Task Framing
beginnerDefinition
Structuring your request so the goal, context, and constraints are all clear up front. Good framing tells the AI what you want, why, and what rules to follow: before it starts writing code.
In the wild
Instead of 'add validation,' try: 'Add email validation to the signup form in register.js. It should check for an @ symbol and a domain, and show an inline error message if the email is invalid.' That single sentence frames the task completely.
More from Prompt Engineering Basics
Constraints
Boundaries you set on what the AI should or shouldn't do. Constraints prevent unwanted changes: like modifying files you didn't ask about, adding dependencies, or changing existing behavior.
Context Window
The amount of text an AI model can 'see' at once: your prompt, the conversation history, and any files it's reading. Think of it as the AI's working memory.
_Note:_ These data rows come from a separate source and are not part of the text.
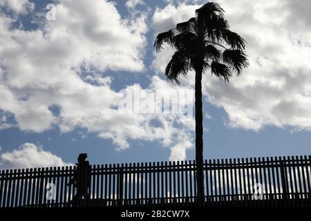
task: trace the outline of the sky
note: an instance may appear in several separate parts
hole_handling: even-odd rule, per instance
[[[311,2],[215,1],[249,66],[230,83],[203,75],[205,159],[310,155]],[[70,166],[80,153],[93,164],[194,160],[193,115],[120,107],[138,90],[147,104],[193,91],[193,72],[167,81],[173,49],[153,44],[207,2],[1,0],[0,169]]]

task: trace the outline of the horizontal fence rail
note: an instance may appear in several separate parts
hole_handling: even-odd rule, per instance
[[[310,162],[311,156],[205,160],[205,206],[310,206]],[[2,170],[0,207],[195,206],[196,182],[195,161]]]

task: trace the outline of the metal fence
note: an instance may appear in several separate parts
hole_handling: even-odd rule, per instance
[[[311,156],[205,160],[204,206],[310,206],[310,162]],[[0,207],[196,206],[195,174],[195,161],[3,170]],[[84,179],[68,184],[77,177]]]

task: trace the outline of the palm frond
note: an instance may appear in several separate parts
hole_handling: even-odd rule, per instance
[[[229,82],[232,76],[231,70],[225,64],[213,61],[211,64],[211,74],[215,75],[220,80]]]
[[[218,61],[221,56],[220,51],[218,50],[214,46],[208,44],[205,46],[205,59],[213,59]]]
[[[178,49],[182,48],[192,50],[195,48],[195,40],[197,38],[196,34],[185,31],[174,36],[171,40],[172,44]]]
[[[175,36],[175,33],[172,29],[168,30],[167,32],[160,33],[158,35],[154,41],[153,47],[156,46],[156,50],[157,52],[163,48],[163,44],[167,43],[169,44],[172,44],[172,39]]]
[[[245,48],[246,41],[237,33],[232,32],[229,29],[223,29],[221,30],[221,35],[225,41],[231,48],[238,50]]]
[[[232,66],[233,70],[240,75],[242,69],[248,66],[247,57],[240,50],[225,50],[223,53],[223,60]]]
[[[223,12],[225,12],[224,10],[218,3],[209,2],[196,10],[196,15],[198,17],[198,19],[201,19],[216,12],[222,15]]]
[[[165,75],[172,83],[180,84],[180,76],[186,77],[191,70],[188,57],[184,52],[177,50],[165,68]]]
[[[222,30],[228,28],[228,21],[223,16],[215,15],[210,20],[205,21],[205,35],[212,41],[219,41],[222,37]]]

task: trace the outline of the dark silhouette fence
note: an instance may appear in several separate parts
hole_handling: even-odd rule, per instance
[[[310,162],[311,156],[205,160],[204,206],[310,206]],[[85,166],[82,199],[67,185],[75,166],[3,170],[0,207],[195,206],[195,173],[194,161]]]

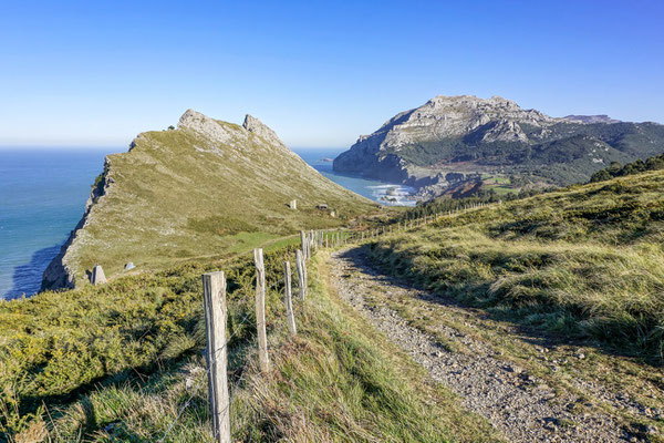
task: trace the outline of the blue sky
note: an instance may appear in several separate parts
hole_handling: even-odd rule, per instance
[[[437,94],[664,122],[663,22],[639,0],[3,1],[0,145],[126,146],[193,107],[350,146]]]

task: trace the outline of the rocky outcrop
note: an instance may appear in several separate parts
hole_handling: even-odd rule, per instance
[[[615,126],[609,131],[605,124]],[[333,168],[436,189],[442,182],[426,178],[450,172],[525,174],[566,185],[590,178],[602,164],[662,151],[664,130],[652,123],[619,123],[606,115],[558,119],[500,96],[439,95],[360,136]]]
[[[106,157],[83,218],[43,275],[43,289],[79,287],[95,265],[110,281],[139,268],[240,247],[238,233],[287,235],[330,204],[345,220],[374,205],[319,174],[258,119],[243,124],[187,110],[177,128],[139,134]],[[292,210],[286,203],[297,199]],[[340,225],[317,213],[317,226]],[[321,225],[322,224],[322,225]]]
[[[436,144],[465,136],[481,142],[528,142],[519,123],[546,127],[560,122],[515,102],[492,96],[436,96],[424,105],[402,112],[371,135],[362,135],[334,159],[334,171],[380,179],[413,182],[403,154],[413,145]]]
[[[252,117],[249,114],[245,116],[245,123],[242,123],[242,127],[249,132],[255,133],[256,135],[263,138],[270,144],[286,147],[283,142],[277,136],[274,131],[266,126],[260,120]]]
[[[584,123],[584,124],[593,124],[593,123],[620,123],[620,120],[611,119],[606,114],[601,115],[567,115],[563,117],[567,121],[573,123]]]
[[[134,142],[129,146],[129,150],[134,146]],[[106,193],[108,187],[113,184],[113,178],[110,176],[110,163],[108,158],[104,159],[104,172],[97,177],[96,183],[90,190],[87,202],[85,202],[85,212],[83,217],[76,224],[74,230],[70,233],[69,238],[60,248],[60,253],[51,260],[42,277],[41,290],[49,289],[71,289],[76,286],[76,276],[72,267],[66,262],[65,256],[72,243],[75,240],[76,235],[81,229],[85,227],[89,220],[90,212],[93,205]]]

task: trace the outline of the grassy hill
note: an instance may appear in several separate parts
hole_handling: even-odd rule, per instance
[[[298,209],[287,205],[297,199]],[[325,203],[330,210],[319,210]],[[330,182],[258,120],[242,126],[188,111],[177,130],[146,132],[106,157],[82,224],[44,275],[44,288],[81,285],[95,264],[158,269],[335,227],[375,206]],[[336,212],[336,217],[331,216]]]
[[[498,318],[660,364],[663,244],[664,172],[654,171],[446,216],[372,254]]]
[[[200,275],[217,269],[229,289],[234,441],[499,441],[341,302],[318,258],[289,337],[282,269],[293,253],[266,251],[267,374],[248,255],[0,303],[0,442],[211,442]]]

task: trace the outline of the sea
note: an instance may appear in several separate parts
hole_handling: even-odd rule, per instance
[[[104,156],[126,148],[0,148],[0,299],[39,291],[42,274],[83,215]],[[382,204],[414,205],[414,189],[338,174],[344,150],[295,148],[331,181]],[[387,200],[388,199],[388,200]]]

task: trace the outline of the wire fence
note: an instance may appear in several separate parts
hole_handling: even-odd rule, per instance
[[[435,223],[438,219],[440,219],[442,217],[453,216],[453,215],[460,214],[460,213],[467,213],[469,210],[483,208],[485,206],[487,206],[487,204],[483,204],[483,203],[478,203],[478,204],[474,204],[474,205],[466,205],[463,208],[452,209],[452,210],[448,210],[445,213],[426,214],[418,218],[402,219],[402,220],[397,220],[396,223],[392,223],[390,225],[383,225],[383,226],[362,229],[362,230],[360,230],[360,229],[354,229],[354,230],[352,230],[352,229],[331,229],[331,230],[301,231],[301,253],[302,254],[295,255],[295,261],[298,261],[298,259],[301,258],[300,265],[304,268],[304,272],[302,272],[302,274],[298,272],[298,278],[297,278],[298,288],[302,288],[302,286],[308,287],[307,271],[305,271],[307,259],[312,256],[312,251],[315,253],[319,249],[336,249],[344,245],[347,245],[349,243],[355,244],[355,243],[369,241],[372,239],[376,239],[378,237],[383,237],[385,235],[412,230],[416,227],[419,227],[423,225],[428,225],[430,223]],[[260,270],[258,269],[259,266],[260,267],[263,266],[262,249],[259,249],[259,250],[260,250],[260,264],[257,260],[257,262],[256,262],[257,276],[259,275],[259,272],[263,272],[263,275],[264,275],[264,268],[260,269]],[[293,274],[292,269],[291,269],[291,274]],[[286,285],[283,285],[283,279],[279,279],[279,278],[274,278],[273,280],[271,280],[266,288],[258,287],[258,285],[259,285],[258,278],[256,279],[256,281],[257,281],[257,298],[258,298],[258,293],[260,290],[280,291],[282,286],[286,288]],[[226,298],[225,291],[226,291],[226,287],[224,287],[224,298]],[[291,297],[291,295],[286,295],[286,293],[284,293],[284,296]],[[304,300],[300,300],[300,301],[304,301]],[[263,302],[264,302],[264,292],[263,292]],[[224,302],[224,305],[226,305],[226,302]],[[207,309],[207,306],[206,306],[206,309]],[[297,315],[301,313],[302,309],[303,309],[302,302],[294,305],[292,308],[293,315],[295,317],[299,317]],[[258,303],[257,303],[257,321],[253,322],[253,326],[257,327],[257,329],[258,329],[258,323],[259,323],[258,312],[259,311],[258,311]],[[262,308],[262,312],[264,316],[264,306]],[[226,315],[227,315],[227,312],[224,311],[224,316],[226,316]],[[242,329],[242,327],[245,324],[251,322],[251,315],[252,315],[252,311],[249,310],[243,316],[243,318],[240,320],[240,322],[235,324],[234,331],[224,341],[224,343],[219,348],[217,348],[212,351],[212,356],[209,356],[207,370],[200,377],[198,382],[194,385],[194,388],[191,389],[191,394],[187,398],[187,400],[179,408],[175,419],[170,422],[170,424],[167,426],[167,429],[164,432],[164,434],[162,435],[162,437],[157,441],[158,443],[164,443],[166,441],[166,439],[168,437],[168,435],[170,435],[170,433],[173,432],[173,430],[175,429],[177,423],[181,420],[186,410],[191,405],[194,399],[196,399],[196,396],[199,394],[199,390],[203,387],[203,384],[205,384],[206,380],[209,382],[209,377],[210,377],[211,371],[215,369],[215,365],[219,362],[227,364],[226,363],[226,353],[224,351],[227,350],[227,348],[229,347],[229,343],[238,334],[238,332]],[[263,318],[262,322],[263,322],[263,328],[264,328],[264,318]],[[226,324],[226,323],[224,323],[224,324]],[[294,331],[292,333],[294,333]],[[208,330],[208,334],[209,334],[209,330]],[[209,342],[210,337],[207,337],[207,339]],[[261,350],[259,349],[259,352]],[[226,369],[224,371],[226,372]],[[240,382],[242,382],[245,380],[246,379],[242,373],[242,375],[240,378],[238,378],[232,383],[232,385],[226,384],[227,388],[232,388],[232,389],[230,389],[231,395],[228,398],[227,404],[225,404],[222,406],[221,411],[219,412],[224,418],[226,418],[227,414],[229,414],[232,399],[235,398],[236,392],[239,390]],[[210,388],[210,390],[211,390],[211,388]],[[215,401],[215,399],[211,395],[211,392],[210,392],[210,401]],[[218,411],[218,408],[211,408],[211,410]],[[221,432],[221,426],[216,426],[216,429],[214,430],[214,433],[212,433],[212,439],[216,442],[220,442],[220,443],[230,442],[230,440],[228,440],[228,439],[219,440],[220,432]]]

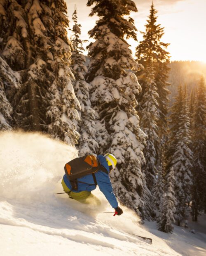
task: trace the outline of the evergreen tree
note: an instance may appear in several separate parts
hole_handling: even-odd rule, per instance
[[[149,62],[149,61],[148,61]],[[144,149],[145,163],[143,166],[146,178],[147,184],[152,191],[156,183],[157,170],[157,146],[159,141],[157,121],[158,118],[158,104],[156,85],[154,82],[154,73],[153,63],[145,68],[144,73],[144,97],[142,99],[140,109],[140,125],[148,136],[147,145]]]
[[[164,173],[165,166],[163,165],[164,159],[163,154],[162,154],[161,156],[163,161],[162,162],[161,165],[159,166],[158,170],[157,178],[153,190],[154,196],[154,205],[159,211],[160,210],[160,206],[162,202],[162,200],[164,194],[165,184]]]
[[[90,85],[87,83],[84,76],[87,71],[86,59],[82,52],[84,50],[80,38],[81,25],[78,24],[77,10],[75,9],[72,16],[74,23],[73,28],[72,42],[74,47],[72,55],[72,69],[75,80],[74,88],[81,106],[80,120],[79,123],[81,135],[77,145],[80,155],[94,152],[97,154],[98,145],[97,142],[96,125],[97,124],[94,110],[91,107],[89,98]]]
[[[178,95],[172,108],[170,140],[167,152],[167,173],[172,168],[176,178],[174,190],[177,199],[175,219],[178,225],[189,216],[192,185],[191,174],[193,154],[191,143],[190,119],[186,92],[180,86]]]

If important information falls outside the window, the AI can't use it.
Decomposition
Breaking a complex request into smaller, manageable pieces. Instead of asking for an entire feature at once, you split it into steps that each build on the last. This produces more reliable results because each step is easier to verify.
Example-Driven Prompting
Showing the AI a concrete example of the input and output you expect, rather than only describing it in words. Examples remove ambiguity because the AI can pattern-match on what you showed, not just what you said.
Iteration
Refining your results through follow-up prompts. Your first prompt rarely produces a perfect result. Iteration means reviewing what you got, identifying what's off, and asking for targeted adjustments rather than starting over.
Output Format
Telling the AI exactly how you want the result structured. Without format guidance, the AI picks its own layout. Specifying the format, a function, a JSON object, a bullet list, a code block, means less cleanup afterward.